Air Mauritius inaugure son premier vol sur Beijing, la capitale chinoise, demain. En marge de cet événement, la compagnie d’aviation nationale a convié des représentants des agences de voyages à une présentation de la destination par Xue Fang du Beijing Tourism Bureau (BTB), ce matin à l’hôtel Le Labourdonnais, au Caudan.
Le premier vol sur Beijing quittera l’aéroport sir Seewoosagur Ramgoolam à 12 h 55 demain avec à son bord, la vice-présidente de Maurice, Monique Ohsan-Bellepeau, l’ambassadeur extraordinaire et plénipotentiaire de la République populaire de Chine à Maurice, M. Li Li, et des représentants de l’hôtellerie, dont Paul Jones des hôtels Lux. L’arrivée est attendue à 5 heures du matin, heure de Chine, le lendemain, a fait ressortir Raj Deenanath, vice-président de Sales Support and Distribution d’Air Mauritius, lors de la présentation de ce matin. « C’est un vol de 12 heures non stop », a-t-il indiqué à la presse à l’issue de la présentation.

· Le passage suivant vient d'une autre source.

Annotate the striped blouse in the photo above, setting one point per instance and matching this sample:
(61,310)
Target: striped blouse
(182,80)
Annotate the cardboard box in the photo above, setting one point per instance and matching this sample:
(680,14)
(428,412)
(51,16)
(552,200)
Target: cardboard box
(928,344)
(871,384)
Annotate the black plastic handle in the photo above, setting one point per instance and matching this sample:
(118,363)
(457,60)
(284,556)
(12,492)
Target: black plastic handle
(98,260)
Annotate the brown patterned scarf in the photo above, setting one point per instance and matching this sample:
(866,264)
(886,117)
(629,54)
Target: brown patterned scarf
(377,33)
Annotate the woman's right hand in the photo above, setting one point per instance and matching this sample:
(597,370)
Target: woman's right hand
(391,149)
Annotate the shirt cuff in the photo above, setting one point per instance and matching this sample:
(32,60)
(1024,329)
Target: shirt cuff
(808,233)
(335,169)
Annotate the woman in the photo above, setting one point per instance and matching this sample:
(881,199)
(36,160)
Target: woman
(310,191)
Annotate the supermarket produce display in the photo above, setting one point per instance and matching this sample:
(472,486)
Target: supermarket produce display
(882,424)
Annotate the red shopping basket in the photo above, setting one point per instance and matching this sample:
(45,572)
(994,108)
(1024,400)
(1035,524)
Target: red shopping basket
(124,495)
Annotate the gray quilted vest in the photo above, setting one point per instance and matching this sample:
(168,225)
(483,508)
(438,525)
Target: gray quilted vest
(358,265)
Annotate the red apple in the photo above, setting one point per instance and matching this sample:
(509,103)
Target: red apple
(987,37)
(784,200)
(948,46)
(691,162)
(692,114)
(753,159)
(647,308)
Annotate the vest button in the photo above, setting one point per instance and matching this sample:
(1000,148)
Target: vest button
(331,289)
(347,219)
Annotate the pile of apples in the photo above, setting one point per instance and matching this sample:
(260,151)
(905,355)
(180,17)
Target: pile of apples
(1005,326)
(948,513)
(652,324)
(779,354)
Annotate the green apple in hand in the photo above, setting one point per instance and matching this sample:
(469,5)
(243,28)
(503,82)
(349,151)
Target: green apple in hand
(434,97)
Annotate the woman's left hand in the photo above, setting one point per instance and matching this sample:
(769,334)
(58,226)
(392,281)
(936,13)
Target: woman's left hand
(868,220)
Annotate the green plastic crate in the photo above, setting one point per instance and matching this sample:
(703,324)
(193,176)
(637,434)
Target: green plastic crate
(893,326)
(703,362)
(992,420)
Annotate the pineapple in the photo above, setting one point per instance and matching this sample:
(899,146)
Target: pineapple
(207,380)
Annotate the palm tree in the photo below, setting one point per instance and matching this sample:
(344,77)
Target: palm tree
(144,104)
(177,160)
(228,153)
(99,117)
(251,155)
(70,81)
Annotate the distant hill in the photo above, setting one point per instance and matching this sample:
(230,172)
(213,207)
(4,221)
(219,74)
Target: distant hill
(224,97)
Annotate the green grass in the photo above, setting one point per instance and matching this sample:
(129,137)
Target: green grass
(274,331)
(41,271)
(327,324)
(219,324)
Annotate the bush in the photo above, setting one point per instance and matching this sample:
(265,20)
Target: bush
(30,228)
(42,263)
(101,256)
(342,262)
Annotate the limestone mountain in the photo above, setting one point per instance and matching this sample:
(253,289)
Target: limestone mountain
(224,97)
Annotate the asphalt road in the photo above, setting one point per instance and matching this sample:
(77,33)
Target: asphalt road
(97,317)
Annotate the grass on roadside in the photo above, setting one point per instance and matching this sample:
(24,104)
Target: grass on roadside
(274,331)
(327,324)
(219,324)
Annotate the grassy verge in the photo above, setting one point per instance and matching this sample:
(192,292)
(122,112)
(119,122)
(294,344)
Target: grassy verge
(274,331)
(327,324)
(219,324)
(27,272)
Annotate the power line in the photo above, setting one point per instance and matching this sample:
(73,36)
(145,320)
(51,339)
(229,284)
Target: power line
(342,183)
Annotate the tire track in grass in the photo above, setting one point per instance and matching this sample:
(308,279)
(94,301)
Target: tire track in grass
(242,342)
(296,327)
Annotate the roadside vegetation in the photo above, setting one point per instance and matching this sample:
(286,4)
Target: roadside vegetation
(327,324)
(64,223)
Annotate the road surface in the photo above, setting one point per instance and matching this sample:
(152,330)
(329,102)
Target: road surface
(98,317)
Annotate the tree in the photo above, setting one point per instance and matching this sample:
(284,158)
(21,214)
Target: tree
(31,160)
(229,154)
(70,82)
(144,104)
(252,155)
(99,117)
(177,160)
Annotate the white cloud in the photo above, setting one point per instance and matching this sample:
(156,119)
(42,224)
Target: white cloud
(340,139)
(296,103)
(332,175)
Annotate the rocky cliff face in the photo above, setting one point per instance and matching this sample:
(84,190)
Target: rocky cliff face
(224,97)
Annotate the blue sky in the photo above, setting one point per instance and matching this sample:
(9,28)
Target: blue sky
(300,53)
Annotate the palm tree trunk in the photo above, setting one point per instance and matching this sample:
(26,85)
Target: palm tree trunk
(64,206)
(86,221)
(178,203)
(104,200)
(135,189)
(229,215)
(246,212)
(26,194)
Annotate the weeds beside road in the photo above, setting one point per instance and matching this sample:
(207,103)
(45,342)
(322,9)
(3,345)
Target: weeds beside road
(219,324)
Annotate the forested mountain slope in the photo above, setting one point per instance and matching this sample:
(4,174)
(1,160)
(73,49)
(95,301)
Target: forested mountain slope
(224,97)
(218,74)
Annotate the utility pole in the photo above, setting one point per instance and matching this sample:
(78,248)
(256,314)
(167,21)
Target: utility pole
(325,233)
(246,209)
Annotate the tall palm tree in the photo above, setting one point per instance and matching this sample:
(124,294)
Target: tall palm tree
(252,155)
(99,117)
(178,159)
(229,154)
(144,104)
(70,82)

Avec ce nouveau vol, cela porte à neuf la fréquence des dessertes sur la Chine par semaine, avec deux vols directs sur Shanghai, trois vols via Hongkong et trois autres via Kuala Lumpur. M. Deenanath indique que le vol retour, attendu lundi, est déjà complet. « Ce qui est un bon signe », a-t-il poursuivi.

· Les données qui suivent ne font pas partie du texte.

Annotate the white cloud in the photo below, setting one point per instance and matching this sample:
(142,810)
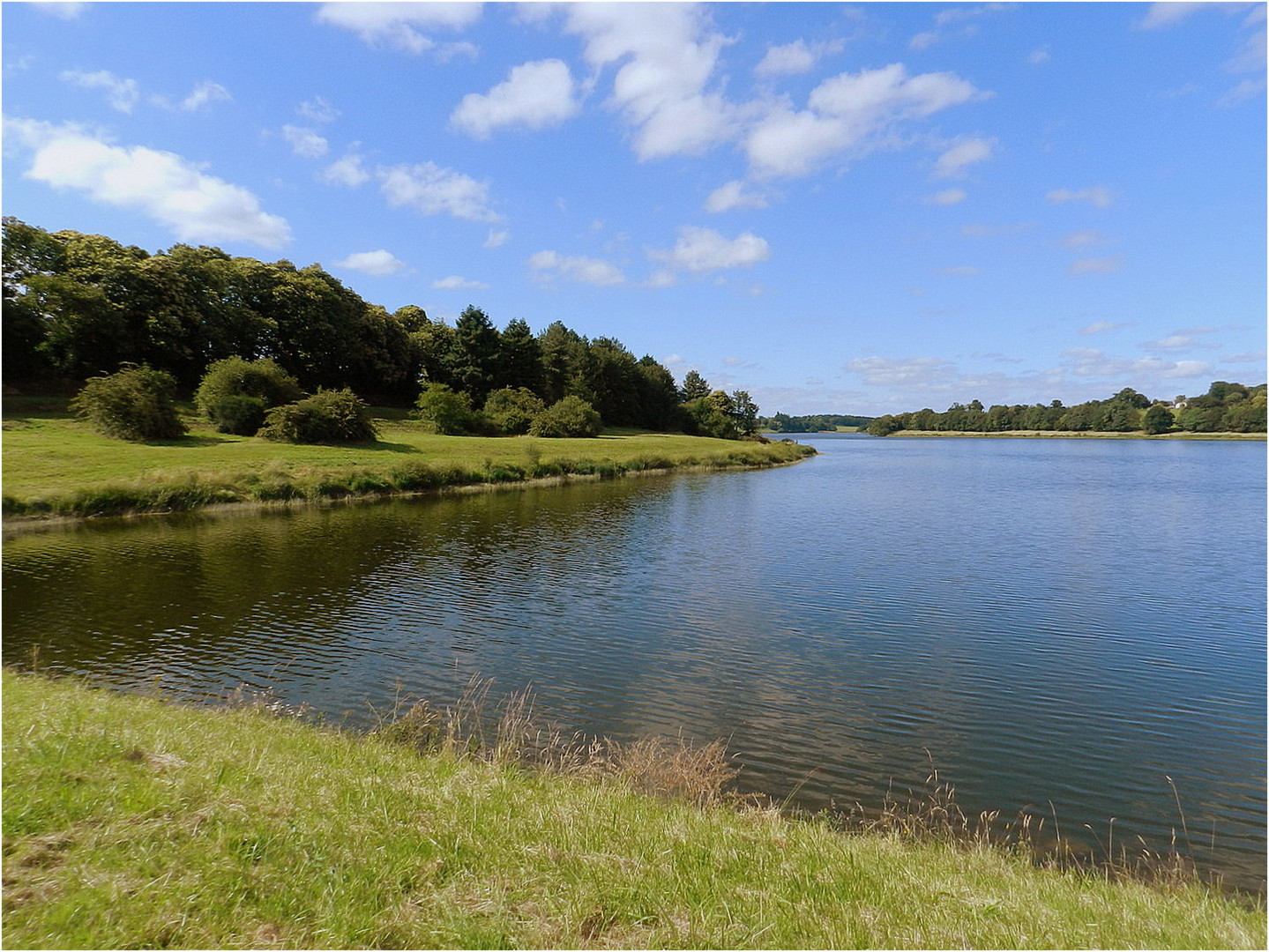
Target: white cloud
(375,263)
(317,109)
(535,94)
(1101,327)
(956,14)
(734,196)
(584,271)
(346,171)
(119,93)
(434,190)
(847,112)
(1242,93)
(1097,265)
(1098,196)
(203,94)
(795,57)
(991,231)
(1078,240)
(667,58)
(1250,56)
(399,23)
(305,142)
(457,283)
(61,11)
(1086,361)
(1168,13)
(952,15)
(884,372)
(966,152)
(699,250)
(948,197)
(165,187)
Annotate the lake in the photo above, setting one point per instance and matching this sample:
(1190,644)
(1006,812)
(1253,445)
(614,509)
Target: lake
(1075,627)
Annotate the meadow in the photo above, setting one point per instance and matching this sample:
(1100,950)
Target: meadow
(136,823)
(57,465)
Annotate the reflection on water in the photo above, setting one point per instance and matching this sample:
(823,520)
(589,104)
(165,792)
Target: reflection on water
(1060,624)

Il indique que le lundi 8 juillet, les représentants du tourisme à Maurice, notamment de la Mauritius Promotion Authority (MTPA), prévoient une présentation sur Maurice à Beijing. L’objectif : promouvoir la destination à Beijing dans l’esprit de l’élargissement du marché touristique mauricien.
Le vice-président Deenanath indique qu’en cette période de pointe, le prix du billet aller-retour Maurice-Beijing-Maurice est à Rs 45 000 toutes taxes comprises. « Nous allons étudier la possibilité d’une baisse de prix pour la basse saison », affirme-t-il, en soulignant que pour le vol inaugural, le prix du billet est de Rs 25 000 (TTC) exceptionnellement.

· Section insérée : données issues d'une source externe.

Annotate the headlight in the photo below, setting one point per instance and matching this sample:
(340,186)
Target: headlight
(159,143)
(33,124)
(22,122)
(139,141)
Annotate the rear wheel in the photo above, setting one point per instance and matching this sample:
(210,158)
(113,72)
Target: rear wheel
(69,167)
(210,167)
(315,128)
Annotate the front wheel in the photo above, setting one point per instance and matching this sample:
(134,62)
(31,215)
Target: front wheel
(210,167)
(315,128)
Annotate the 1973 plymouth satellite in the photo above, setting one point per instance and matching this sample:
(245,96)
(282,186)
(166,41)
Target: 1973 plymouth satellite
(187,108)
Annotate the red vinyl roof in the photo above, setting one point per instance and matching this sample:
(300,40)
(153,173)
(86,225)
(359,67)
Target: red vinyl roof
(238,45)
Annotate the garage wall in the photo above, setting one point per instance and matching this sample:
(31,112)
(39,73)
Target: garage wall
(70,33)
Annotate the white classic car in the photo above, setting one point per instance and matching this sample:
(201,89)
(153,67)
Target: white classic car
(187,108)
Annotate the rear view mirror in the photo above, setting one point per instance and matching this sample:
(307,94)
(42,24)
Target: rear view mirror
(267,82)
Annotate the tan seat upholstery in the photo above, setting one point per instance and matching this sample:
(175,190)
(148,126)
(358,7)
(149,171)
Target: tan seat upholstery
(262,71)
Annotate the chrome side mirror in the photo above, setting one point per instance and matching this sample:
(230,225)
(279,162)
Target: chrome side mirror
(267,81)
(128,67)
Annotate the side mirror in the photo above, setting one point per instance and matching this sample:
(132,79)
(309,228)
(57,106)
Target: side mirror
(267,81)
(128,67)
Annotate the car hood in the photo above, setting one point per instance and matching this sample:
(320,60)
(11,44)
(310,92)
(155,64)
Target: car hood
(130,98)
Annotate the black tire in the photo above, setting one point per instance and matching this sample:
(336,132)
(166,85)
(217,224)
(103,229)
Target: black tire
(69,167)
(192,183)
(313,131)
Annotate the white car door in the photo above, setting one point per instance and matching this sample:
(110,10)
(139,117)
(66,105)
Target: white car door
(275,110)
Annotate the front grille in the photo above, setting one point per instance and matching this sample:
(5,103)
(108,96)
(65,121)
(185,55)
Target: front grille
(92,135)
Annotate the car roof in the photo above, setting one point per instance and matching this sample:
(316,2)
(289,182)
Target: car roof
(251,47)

À une question de la presse, Raj Deenanath observe que les vols sur Shanghai, opérationnels depuis le début de l’année, marchent très bien, atteignant une moyenne de 80 % en termes de taux de remplissage. Comme c’est le cas également pour les autres destinations, ajoute-t-il. Et de préciser que selon des accords conclus avec des tour-opérateurs chinois, ces derniers ont convenu d’acheter 200 places à l’avance mais ceci n’entraîne en aucune façon la braderie de la destination Maurice. « Cette démarche s’inscrit dans le cadre du rebalancing growth en cette période de récession », indique-t-il, en citant les nouveaux marchés où un travail assidu est mené : l’Australie, l’Inde, la Chine et l’Afrique du Sud.
M. Deenanath indique que la desserte sur Beijing, comme cela se fait pour les autres destinations, se fera à bord des appareils de la flotte existante. C’est un airbus A340 qui la desservira. Quant à l’achat de nouveaux appareil,s surtout pour les moyens courriers, une étude est menée en ce moment par la compagnie d’aviation nationale. « Ce n’est pas avant 2020 que nous allons recevoir les nouveaux appareils », a-t-il dit.
Xue Fang devait quant à elle faire une brève présentation de Beijing avec ses six sites classés patrimoine mondial de l’UNESCO — la Grande muraille, la Cité interdite, le Temple of heaven, le Summer palace, les tombes Ming et le Peking man à Zhoukoudian —, ses facilités de transport et de logement.